FERC Proposes Tighter "Hold-Harmless" Commitment Standards for Utility Mergers
The Federal Energy Regulatory Commission (FERC) is proposing to revise its standards for determining whether proposed utility mergers and other asset transfer transactions subject to its jurisdiction under Section 203 of the Federal Power Act have the potential to have an adverse effect on cost-based rates for transmission service or wholesale electric service.
FERC’s policy statement, if adopted, may affect the willingness of utilities to enter into utility mergers and other asset transfer transactions in the future. The proposed policy statement was published January 27 in the Federal Register, and comments are due by March 30.
A regulated entity is able to satisfy FERC’s concern that a proposed utility mergers and other asset transfer transaction will not have an adverse effect on FERC-jurisdictional rates by providing a “hold-harmless commitment.” Currently, such a commitment has entailed agreeing that for five years after the transaction closes, the entity will not seek to recover transaction-related costs or transition costs in such rates except to the extent that there are demonstrable merger-related savings.
However, in the proposed policy statement, the FERC is proposing to make the following changes to its policy for review of hold-harmless commitments:
1. Applicants will be required to identify the costs to which the hold-harmless commitment applies. Although the FERC will determine on a case-by-case basis the costs that must be encompassed within the hold-harmless commitment of each applicant, it has prescribed a non-exhaustive list of costs incurred to explore, agree to, consummate and implement a transaction which it believes should be covered. Also under the proposed policy statement, the FERC would bar recovery from ratepayers of similar costs that are associated with transactions that are pursued but never completed.

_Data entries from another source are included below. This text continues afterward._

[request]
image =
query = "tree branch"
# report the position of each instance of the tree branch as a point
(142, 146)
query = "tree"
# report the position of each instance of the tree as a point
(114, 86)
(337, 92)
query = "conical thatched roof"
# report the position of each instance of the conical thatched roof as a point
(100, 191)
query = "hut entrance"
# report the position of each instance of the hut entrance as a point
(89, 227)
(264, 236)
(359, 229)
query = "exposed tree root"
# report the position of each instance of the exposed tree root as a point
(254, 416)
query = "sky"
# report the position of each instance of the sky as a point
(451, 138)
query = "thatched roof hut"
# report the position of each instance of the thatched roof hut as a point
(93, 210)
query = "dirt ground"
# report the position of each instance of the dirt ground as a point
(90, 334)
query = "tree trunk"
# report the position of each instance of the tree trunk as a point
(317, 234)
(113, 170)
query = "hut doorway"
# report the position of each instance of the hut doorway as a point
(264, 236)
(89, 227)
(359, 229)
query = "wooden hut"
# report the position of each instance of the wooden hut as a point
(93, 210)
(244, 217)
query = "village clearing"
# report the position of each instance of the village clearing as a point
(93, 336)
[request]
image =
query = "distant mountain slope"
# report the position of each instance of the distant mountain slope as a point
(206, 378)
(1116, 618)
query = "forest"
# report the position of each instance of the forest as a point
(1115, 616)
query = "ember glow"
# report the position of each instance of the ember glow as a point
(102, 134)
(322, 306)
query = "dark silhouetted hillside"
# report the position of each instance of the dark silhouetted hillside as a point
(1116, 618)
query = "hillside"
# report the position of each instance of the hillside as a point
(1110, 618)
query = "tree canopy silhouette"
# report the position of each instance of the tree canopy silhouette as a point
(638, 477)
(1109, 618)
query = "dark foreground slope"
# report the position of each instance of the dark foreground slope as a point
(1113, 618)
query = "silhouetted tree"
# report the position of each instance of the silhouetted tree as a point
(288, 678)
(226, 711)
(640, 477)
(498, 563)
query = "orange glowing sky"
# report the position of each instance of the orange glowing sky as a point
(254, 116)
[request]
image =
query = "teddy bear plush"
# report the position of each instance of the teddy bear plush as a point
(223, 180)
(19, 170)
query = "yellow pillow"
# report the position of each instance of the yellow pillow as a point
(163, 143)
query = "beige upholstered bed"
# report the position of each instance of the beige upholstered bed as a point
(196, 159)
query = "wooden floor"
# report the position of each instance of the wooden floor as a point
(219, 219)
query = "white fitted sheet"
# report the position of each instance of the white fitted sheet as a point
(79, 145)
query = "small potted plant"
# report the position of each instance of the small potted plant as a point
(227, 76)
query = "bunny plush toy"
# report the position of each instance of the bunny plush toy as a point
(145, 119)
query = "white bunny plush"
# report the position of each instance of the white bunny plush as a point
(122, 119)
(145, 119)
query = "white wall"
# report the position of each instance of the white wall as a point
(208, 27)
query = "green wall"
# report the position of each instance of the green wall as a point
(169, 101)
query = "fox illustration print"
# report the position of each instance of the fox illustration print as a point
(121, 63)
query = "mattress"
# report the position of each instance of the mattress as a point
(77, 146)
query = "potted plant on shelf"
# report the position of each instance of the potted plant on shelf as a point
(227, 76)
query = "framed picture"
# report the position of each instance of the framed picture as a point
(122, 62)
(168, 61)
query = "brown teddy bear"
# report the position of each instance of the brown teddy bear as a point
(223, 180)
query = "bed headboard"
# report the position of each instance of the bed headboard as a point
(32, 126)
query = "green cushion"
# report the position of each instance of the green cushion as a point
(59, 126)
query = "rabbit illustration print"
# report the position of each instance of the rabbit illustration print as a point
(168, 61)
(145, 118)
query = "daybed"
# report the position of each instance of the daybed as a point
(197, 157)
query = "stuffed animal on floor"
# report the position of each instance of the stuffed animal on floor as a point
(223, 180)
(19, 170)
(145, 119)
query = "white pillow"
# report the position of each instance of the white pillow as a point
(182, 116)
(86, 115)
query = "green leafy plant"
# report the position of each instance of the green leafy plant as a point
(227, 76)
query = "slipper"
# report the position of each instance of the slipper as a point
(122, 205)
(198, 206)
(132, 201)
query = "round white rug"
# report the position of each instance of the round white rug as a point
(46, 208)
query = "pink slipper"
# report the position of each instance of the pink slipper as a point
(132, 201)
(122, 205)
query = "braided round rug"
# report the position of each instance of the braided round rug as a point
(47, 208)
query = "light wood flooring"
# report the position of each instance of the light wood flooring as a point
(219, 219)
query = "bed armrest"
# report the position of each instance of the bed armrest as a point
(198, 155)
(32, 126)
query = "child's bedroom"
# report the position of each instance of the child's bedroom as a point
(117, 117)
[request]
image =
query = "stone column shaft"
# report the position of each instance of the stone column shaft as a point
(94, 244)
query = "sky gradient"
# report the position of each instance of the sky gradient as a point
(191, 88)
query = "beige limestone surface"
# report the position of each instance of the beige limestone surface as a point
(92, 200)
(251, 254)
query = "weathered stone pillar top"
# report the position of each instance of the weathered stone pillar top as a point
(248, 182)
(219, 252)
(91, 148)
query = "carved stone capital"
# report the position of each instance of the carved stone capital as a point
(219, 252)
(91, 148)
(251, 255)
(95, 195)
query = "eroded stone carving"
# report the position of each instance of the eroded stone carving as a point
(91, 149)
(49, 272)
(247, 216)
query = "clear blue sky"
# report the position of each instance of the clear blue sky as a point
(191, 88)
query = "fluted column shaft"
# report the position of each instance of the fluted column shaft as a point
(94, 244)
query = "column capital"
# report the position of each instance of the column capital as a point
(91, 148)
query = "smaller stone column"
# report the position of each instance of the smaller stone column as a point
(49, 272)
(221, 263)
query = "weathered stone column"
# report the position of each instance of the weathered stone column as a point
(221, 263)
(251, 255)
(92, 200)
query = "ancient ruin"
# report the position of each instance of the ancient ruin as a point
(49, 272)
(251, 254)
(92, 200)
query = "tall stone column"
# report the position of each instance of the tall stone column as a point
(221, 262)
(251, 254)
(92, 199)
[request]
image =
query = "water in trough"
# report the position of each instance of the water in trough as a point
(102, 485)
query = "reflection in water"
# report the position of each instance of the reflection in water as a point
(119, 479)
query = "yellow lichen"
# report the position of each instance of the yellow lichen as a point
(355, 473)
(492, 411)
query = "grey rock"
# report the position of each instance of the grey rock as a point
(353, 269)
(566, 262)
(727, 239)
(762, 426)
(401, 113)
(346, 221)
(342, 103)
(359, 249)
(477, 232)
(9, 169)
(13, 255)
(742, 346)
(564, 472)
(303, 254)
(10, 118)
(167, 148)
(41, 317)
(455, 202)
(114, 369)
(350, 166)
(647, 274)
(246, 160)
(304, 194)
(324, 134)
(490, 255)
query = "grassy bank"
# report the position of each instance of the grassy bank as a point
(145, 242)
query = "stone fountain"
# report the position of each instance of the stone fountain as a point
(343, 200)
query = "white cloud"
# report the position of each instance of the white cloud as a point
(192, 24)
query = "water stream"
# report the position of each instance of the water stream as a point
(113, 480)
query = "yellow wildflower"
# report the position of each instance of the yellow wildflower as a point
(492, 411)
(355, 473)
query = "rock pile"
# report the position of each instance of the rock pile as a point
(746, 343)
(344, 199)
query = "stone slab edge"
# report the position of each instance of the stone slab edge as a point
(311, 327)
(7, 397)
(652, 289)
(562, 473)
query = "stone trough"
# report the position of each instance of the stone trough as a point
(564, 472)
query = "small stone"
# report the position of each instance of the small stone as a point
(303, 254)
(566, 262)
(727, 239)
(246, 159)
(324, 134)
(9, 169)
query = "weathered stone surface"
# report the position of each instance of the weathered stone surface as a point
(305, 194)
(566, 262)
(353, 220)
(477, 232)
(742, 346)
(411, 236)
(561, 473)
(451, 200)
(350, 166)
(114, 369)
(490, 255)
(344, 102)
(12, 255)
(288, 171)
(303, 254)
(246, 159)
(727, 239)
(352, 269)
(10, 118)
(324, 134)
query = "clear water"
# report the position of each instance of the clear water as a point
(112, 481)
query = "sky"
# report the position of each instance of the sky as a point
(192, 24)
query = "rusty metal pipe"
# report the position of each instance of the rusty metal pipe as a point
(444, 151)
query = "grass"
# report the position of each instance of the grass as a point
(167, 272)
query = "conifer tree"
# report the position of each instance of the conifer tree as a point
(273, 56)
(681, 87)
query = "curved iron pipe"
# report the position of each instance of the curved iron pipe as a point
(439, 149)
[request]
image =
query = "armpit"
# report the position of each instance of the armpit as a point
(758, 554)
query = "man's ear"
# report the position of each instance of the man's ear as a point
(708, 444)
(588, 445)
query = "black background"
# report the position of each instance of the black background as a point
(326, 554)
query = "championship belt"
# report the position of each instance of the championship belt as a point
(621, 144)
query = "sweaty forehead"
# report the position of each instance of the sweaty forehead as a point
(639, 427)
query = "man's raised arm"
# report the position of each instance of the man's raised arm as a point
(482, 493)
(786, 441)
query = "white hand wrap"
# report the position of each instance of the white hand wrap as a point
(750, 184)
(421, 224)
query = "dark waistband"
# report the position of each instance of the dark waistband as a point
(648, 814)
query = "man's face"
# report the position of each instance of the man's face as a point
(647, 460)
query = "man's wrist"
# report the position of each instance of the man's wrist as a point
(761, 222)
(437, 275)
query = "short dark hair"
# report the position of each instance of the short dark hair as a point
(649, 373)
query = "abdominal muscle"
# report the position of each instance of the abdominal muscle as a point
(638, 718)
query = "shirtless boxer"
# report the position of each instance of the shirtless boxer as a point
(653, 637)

2. Applicants that propose hold-harmless commitments will be required to describe in detail the controls and procedures that will be used to identify and track those costs from which their customers are to be protected. This discussion would be required to include a describe how the applicants define, designate, accrue, and allocate transaction-related costs, explain the criteria used to determine which costs are transaction-related, and discuss the accounting and rate-making procedures that would be used track and allocate those costs.
3. The hold harmless commitment will be required to be of unlimited duration.
4. The FERC will no longer require adoption of hold harmless commitments for transactions that will not have an adverse effect on rates. Among the transactions that fall into this category are the purchase of an existing generating plant or transmission facility that is needed to serve the acquiring company’s customers or forecasted load within a public utility’s existing footprint in compliance with a resource planning process or to meet specified NERC reliability standards. Applicants may also demonstrate that other types of transactions meet this standard as well.